Ed è solo a questo punto che si entra nel vivo della terapia. Ecco alcune delle più comuni modalità di intervento. «Nei bambini piccoli che hanno difficoltà motorie o neuromotorie – spiega Scarpellini – è importante facilitare l’apprendimento di posture adeguate relative all’età di sviluppo del piccolo. Per sostenere queste difficoltà il bambino viene accompagnato con sollecitazioni anche fisiche, come lo spostamento di un braccio o di una gamba, per raggiungere degli obiettivi dapprima più semplici, poi più avanzati».

Una terapia specifica è, invece, dedicata alla promozione della coordinazione occhio-mano: «Si utilizzano quasi sempre dei giocattoli, oggetti che il bambino conosce o a cui è particolarmente interessato. Il ruolo del terapista – aggiunge l’esperta – è quello di facilitare l’esperienza del bambino integrando anche gli aspetti cognitivi del movimento. Nei deficit della visione, invece – aggiunge la terapista -, è importante motivare il bambino a svolgere quelle funzioni visive che difficilmente metterebbe in atto, proprio perché sono quelle che funzionano meno, che sono deficitarie. In questo modo il terapista utilizza delle fonti sonore e luminose, suoni o luci che possono guidare il bambino. Si utilizzano molto sonagli, campanelli, bicchierini, ciotole.

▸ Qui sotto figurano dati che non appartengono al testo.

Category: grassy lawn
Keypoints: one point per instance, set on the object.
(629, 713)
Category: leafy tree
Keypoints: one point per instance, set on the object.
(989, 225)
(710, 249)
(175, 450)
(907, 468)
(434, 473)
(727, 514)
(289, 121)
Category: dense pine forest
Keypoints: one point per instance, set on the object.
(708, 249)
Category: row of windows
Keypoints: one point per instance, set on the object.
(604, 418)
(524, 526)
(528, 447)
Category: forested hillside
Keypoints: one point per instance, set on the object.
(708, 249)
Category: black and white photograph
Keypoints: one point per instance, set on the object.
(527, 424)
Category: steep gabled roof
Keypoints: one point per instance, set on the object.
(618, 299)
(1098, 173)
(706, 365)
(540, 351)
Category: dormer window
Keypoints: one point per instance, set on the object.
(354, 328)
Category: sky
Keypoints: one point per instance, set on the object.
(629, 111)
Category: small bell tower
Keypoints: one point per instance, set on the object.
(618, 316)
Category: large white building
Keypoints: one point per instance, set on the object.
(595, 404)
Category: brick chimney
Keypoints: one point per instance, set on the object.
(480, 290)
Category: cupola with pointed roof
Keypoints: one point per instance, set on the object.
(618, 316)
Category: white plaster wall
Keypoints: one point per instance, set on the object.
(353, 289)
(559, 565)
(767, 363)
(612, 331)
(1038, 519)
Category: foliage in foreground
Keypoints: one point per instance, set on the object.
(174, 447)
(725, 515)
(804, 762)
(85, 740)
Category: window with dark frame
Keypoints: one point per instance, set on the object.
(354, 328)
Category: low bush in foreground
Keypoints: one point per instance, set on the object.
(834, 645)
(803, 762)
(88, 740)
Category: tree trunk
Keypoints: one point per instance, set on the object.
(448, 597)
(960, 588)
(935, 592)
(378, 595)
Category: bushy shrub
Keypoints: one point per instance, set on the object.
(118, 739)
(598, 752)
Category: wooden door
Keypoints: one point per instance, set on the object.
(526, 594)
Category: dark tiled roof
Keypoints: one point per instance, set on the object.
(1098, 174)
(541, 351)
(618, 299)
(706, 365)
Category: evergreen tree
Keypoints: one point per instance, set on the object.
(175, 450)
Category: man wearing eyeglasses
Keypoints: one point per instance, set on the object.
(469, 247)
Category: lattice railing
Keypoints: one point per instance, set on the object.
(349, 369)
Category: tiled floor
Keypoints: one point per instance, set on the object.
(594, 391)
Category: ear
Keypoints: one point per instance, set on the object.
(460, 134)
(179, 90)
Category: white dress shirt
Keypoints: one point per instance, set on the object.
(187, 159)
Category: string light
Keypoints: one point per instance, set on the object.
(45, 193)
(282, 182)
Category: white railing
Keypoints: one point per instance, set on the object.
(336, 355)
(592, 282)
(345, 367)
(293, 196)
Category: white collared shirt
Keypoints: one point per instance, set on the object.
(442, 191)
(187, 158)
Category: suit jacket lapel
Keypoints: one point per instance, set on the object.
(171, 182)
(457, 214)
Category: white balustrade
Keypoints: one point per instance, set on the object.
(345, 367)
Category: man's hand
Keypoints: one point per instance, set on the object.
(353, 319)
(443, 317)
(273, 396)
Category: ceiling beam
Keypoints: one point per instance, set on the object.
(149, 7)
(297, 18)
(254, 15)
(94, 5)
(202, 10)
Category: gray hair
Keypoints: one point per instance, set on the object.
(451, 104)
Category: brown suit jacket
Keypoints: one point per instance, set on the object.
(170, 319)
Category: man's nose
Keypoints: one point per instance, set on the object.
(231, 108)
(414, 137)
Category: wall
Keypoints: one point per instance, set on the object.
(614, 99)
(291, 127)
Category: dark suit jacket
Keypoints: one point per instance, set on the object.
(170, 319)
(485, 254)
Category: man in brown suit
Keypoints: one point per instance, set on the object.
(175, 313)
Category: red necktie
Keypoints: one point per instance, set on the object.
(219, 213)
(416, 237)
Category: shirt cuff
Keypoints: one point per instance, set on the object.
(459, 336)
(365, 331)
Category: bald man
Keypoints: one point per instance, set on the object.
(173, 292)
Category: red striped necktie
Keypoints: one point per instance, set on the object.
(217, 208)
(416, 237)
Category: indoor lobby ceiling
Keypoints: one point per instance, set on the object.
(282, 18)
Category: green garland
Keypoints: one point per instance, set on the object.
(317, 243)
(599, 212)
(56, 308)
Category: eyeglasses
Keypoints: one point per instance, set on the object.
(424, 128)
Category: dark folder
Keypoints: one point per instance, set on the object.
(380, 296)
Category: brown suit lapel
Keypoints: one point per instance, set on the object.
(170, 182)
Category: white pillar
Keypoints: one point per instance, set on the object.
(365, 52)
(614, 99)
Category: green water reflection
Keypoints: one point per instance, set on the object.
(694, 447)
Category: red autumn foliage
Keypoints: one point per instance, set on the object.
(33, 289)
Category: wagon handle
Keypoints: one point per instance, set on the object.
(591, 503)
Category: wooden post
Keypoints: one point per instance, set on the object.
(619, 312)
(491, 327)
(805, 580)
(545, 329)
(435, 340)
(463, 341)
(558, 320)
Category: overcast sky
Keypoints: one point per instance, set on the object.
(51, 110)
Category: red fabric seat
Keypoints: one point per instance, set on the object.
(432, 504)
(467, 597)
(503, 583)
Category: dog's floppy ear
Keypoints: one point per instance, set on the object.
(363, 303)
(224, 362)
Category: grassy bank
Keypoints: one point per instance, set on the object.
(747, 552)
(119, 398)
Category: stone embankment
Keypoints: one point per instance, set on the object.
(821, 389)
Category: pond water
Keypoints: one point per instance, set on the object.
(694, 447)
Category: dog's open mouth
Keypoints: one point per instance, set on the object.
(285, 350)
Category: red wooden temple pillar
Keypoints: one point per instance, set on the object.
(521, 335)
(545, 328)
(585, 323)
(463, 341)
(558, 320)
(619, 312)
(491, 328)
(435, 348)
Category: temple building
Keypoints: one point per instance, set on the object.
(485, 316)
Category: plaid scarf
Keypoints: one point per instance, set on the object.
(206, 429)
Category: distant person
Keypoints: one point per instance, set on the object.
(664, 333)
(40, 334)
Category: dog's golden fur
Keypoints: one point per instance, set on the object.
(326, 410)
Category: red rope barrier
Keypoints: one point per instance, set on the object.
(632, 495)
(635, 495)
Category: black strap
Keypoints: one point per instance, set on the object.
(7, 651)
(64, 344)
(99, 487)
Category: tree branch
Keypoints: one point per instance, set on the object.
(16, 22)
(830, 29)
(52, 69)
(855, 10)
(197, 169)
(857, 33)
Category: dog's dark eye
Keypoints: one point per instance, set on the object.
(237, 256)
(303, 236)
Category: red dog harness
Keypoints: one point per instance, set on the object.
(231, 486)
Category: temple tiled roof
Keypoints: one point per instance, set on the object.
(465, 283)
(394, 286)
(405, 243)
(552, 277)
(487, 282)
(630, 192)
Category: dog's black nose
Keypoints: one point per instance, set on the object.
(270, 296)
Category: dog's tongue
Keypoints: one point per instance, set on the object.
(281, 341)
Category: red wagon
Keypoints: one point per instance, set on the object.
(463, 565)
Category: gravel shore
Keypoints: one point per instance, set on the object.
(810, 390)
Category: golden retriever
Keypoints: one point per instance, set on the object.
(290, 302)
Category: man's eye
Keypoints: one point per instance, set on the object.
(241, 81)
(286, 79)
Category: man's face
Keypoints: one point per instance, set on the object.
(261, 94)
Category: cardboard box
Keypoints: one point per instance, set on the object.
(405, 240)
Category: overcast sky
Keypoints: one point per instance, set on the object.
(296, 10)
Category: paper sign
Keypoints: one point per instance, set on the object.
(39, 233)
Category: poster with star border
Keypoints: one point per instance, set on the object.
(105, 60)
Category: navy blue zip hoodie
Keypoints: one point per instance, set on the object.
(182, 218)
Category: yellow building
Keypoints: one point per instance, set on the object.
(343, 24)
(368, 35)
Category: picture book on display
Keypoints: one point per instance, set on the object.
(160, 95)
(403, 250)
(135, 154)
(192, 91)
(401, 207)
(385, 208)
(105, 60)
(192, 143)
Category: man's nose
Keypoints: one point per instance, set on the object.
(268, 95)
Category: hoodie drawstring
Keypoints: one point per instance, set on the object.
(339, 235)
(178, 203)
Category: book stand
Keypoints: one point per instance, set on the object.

Il bimbo, ad esempio, sentendo il rumore di qualcosa che cade in una ciotola può identificare sia l’oggetto, che collocarlo nello spazio, percependo la fonte del rumore frontalmente, dietro o lateralmente».

In molte patologie neuromotorie e di sviluppo non c’è una buona integrazione di coordinazione del corpo, tra la parte superiore e quella inferiore. «In questo caso – sottolinea Scarpellini – tutti i movimenti devono essere coordinati affinché lo sviluppo del bambino diventi globale e quindi proceda in modo equilibrato e armonico. Si propongono delle facilitazioni come il contatto, la pressione sul bimbo da parte del terapista, in modo che il bambino possa sentire lo spostamento del corpo rispetto ad un percorso motorio».

A seconda della patologia o del disturbo si utilizzerà una delle modalità di intervento specifiche, ma il momento del saluto, come quello dell’accoglienza, è piuttosto universale. «Quando la terapia è quasi giunta al termine – dice Scarpellini – il terapista comincia a fare un elenco delle cose che sono state fatte, vissute con il bambino. In questo modo si lascia un ricordo, una traccia che può diventare anche grafica: il terapista può chiedere al piccolo paziente di rielaborare, attraverso un disegno, l’esperienza appena vissuta. Questa traccia rappresenterà il punto di partenza della seduta successiva. In questo modo il bambino sarà in grado di memorizzare ciò che ha fatto, ma anche di raccontarlo, ad esempio ai genitori che non hanno partecipato alle terapie».

Il saluto finale, quello che si compie sull’uscio, lascia sempre qualcosa in sospeso: «Al bambino verrà detto che ci si vedrà la prossima volta per fare un determinata cosa o per scoprirne un’altra, così da stimolare la sua curiosità e soprattutto – conclude Scarpellini – la sua voglia di ritornare, ancora una volta. Per raggiungere un nuovo traguardo».